I have my trusty Raspberry PI, which allows quick prototyping of many devices.  Below I have connected the gyro and Raspberry PI using the I2C bus. Of course the same is possible using many other boards such as the arduinio. 

Open source software is available for the Raspberry PI, so within 10 or 20 minutes you should be able to get useful data from the gyro and accelerometer.


My objective was to use the gyro data to track the angle/orientation of a devices. I achieved that simply by integrating the outputs of the gyro.

However an issue I stumbled across has been drift.  I tested for drift with my iPhone using an application called Motion Logger. As you can see in the the graph below, the angle steadily drifts over time.


In some cases drift compensation is already included in the hardware or software provided by the manufacturer and it is simply just a case of enabling the calibration.

However it may be beneficial to use the raw data and carry out any drift compensation in software.

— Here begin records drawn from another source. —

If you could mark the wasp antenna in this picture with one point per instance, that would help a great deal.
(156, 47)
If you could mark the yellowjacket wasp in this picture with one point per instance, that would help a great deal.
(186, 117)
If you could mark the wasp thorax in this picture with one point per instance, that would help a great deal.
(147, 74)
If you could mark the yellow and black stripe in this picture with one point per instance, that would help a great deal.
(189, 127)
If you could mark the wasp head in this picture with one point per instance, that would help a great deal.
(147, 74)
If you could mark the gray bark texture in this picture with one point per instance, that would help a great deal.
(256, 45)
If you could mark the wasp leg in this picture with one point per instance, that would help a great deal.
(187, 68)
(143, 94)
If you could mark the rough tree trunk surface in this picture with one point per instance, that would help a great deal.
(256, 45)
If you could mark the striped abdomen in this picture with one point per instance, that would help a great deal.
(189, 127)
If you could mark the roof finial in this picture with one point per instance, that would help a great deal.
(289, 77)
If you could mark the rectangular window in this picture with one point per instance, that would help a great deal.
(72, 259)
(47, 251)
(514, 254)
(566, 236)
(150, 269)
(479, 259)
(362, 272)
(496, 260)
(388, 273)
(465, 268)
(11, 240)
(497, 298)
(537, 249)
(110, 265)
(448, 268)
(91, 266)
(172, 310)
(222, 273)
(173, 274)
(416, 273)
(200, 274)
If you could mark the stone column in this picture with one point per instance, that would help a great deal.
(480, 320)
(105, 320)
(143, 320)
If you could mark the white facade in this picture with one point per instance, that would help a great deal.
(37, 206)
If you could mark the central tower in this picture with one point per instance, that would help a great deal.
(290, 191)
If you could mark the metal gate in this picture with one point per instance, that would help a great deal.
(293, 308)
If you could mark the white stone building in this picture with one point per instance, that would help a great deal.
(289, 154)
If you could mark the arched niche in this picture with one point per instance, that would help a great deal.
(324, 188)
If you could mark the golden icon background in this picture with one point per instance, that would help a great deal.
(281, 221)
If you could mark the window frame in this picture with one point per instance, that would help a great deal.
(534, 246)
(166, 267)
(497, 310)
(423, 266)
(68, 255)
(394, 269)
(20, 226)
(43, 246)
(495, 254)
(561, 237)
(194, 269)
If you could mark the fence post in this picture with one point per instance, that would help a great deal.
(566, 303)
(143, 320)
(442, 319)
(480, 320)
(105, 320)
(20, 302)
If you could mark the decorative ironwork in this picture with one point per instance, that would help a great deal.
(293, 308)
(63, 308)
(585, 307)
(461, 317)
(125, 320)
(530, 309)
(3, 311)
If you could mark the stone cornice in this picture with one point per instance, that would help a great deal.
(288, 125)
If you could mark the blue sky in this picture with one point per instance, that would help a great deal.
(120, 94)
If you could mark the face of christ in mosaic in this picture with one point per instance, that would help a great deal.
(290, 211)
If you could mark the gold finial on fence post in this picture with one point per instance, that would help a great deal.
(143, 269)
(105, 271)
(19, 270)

There are a number of causes of drift, which are dependent on the gyro device.

  • Under sampling
  • Low frequency drift
  • Temperature based drift
  • Hidden software And Hardware Algorithms


I was using a gyro in a tracking application and found it failed miserably at high speeds. The cause of the problem was simple, the sample rate was simply too low. So before you choose a sample rate, it is a good idea to have an understanding of the dynamics of the system of interest.

Low frequency drift

If you simply place the gyro on a flat surface, over a period of time, output will drift. Over a period of time there will be a DC component, which can be quite significant when calculating the angle from the gyro rate.

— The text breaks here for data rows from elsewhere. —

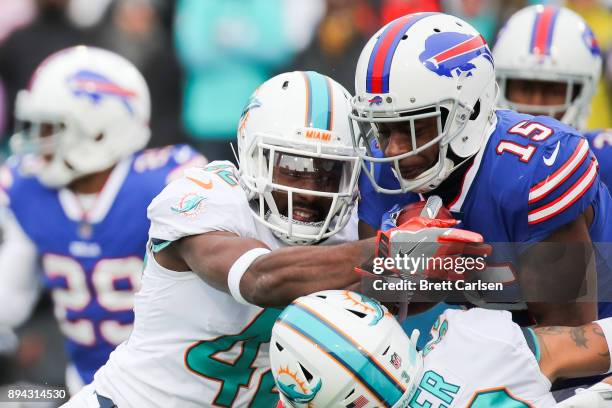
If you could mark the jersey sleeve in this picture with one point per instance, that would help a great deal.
(202, 200)
(169, 161)
(563, 185)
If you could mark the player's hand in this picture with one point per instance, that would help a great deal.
(431, 246)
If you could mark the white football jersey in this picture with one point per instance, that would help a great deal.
(193, 345)
(480, 358)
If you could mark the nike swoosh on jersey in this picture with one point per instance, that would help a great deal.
(549, 161)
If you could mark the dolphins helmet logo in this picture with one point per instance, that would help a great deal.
(377, 100)
(591, 41)
(450, 54)
(96, 87)
(298, 391)
(252, 103)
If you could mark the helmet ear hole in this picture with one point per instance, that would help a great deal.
(476, 110)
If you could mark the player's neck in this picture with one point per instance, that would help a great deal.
(91, 183)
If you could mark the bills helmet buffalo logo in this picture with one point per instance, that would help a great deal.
(450, 54)
(96, 87)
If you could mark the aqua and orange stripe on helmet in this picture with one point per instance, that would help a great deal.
(379, 65)
(319, 101)
(542, 31)
(344, 350)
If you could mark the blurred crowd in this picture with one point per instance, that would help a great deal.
(203, 58)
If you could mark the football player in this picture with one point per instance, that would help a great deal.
(547, 62)
(229, 245)
(425, 95)
(77, 195)
(342, 349)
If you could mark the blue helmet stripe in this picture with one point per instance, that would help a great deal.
(344, 351)
(319, 109)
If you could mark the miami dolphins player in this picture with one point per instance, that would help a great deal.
(341, 349)
(77, 195)
(425, 95)
(229, 245)
(548, 62)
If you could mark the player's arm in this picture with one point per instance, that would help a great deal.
(19, 288)
(555, 270)
(266, 278)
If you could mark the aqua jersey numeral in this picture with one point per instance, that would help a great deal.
(225, 172)
(201, 358)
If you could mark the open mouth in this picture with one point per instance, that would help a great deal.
(410, 173)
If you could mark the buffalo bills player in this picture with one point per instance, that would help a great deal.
(548, 62)
(425, 94)
(77, 196)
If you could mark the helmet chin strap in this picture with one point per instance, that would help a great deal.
(57, 174)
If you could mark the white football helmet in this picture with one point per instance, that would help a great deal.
(549, 43)
(85, 109)
(420, 66)
(294, 139)
(340, 349)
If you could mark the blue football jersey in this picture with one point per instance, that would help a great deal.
(600, 142)
(533, 176)
(92, 266)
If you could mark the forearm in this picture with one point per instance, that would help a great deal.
(573, 351)
(276, 279)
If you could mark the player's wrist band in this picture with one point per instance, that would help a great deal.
(239, 268)
(606, 328)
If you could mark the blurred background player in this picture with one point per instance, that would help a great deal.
(342, 349)
(77, 194)
(426, 94)
(548, 62)
(222, 245)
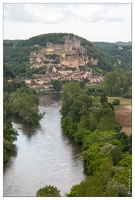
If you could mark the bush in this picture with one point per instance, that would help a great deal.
(48, 191)
(116, 102)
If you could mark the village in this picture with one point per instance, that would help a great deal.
(62, 62)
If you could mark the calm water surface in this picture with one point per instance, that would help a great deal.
(44, 156)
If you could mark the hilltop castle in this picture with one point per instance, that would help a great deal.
(68, 45)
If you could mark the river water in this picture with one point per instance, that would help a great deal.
(44, 156)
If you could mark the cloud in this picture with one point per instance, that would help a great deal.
(42, 13)
(95, 13)
(56, 13)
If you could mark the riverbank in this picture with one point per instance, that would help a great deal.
(44, 155)
(123, 113)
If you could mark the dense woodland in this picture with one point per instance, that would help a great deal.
(21, 101)
(86, 114)
(106, 151)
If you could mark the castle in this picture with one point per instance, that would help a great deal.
(68, 45)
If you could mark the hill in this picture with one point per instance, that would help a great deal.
(16, 53)
(121, 52)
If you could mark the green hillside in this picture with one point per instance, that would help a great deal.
(120, 51)
(16, 53)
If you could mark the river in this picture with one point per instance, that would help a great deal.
(44, 155)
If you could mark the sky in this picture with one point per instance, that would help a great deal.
(108, 22)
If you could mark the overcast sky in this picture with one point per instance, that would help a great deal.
(95, 22)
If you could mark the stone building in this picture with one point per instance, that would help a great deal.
(68, 45)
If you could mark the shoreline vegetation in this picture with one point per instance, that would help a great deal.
(106, 151)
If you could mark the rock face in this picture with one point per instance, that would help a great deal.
(73, 61)
(69, 54)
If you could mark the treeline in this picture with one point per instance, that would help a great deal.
(118, 84)
(16, 53)
(107, 152)
(21, 101)
(123, 55)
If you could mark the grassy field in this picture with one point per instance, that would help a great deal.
(123, 113)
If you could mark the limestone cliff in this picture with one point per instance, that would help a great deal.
(40, 58)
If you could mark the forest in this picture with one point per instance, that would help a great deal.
(86, 114)
(106, 151)
(17, 100)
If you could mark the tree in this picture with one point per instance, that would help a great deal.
(112, 83)
(116, 154)
(72, 88)
(103, 98)
(48, 191)
(56, 85)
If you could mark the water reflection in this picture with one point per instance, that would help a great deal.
(27, 129)
(44, 155)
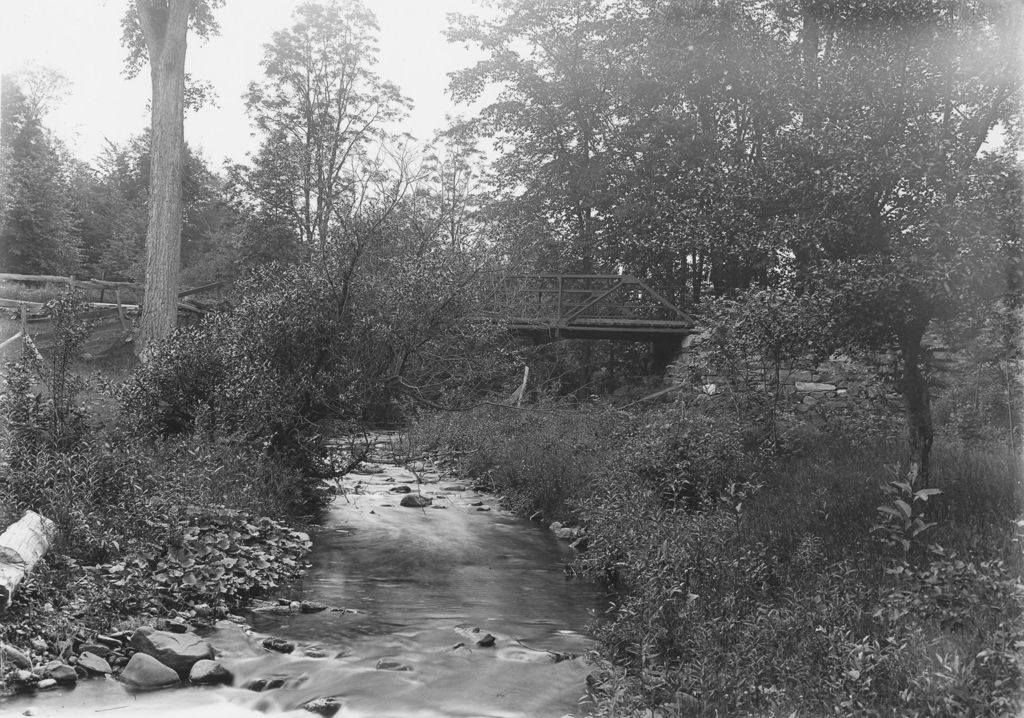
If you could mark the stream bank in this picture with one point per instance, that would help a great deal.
(454, 608)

Hidden Software & Hardware Algorithms 

A word of caution. Some devices may have automatic calibration settings. I observed this with a Braveridge device, which uses an Invense gyro. I noticed for the first 20 seconds, when the device was static, there was a large drift. After about 20 seconds the data stabilized. After looking at the sensor source code, I noted it was set by default, to calibration.

However this proved quite useful. The calibration only occurred when the device had be static for a period of time. To determine if the device was static it simply used the accelerometer data.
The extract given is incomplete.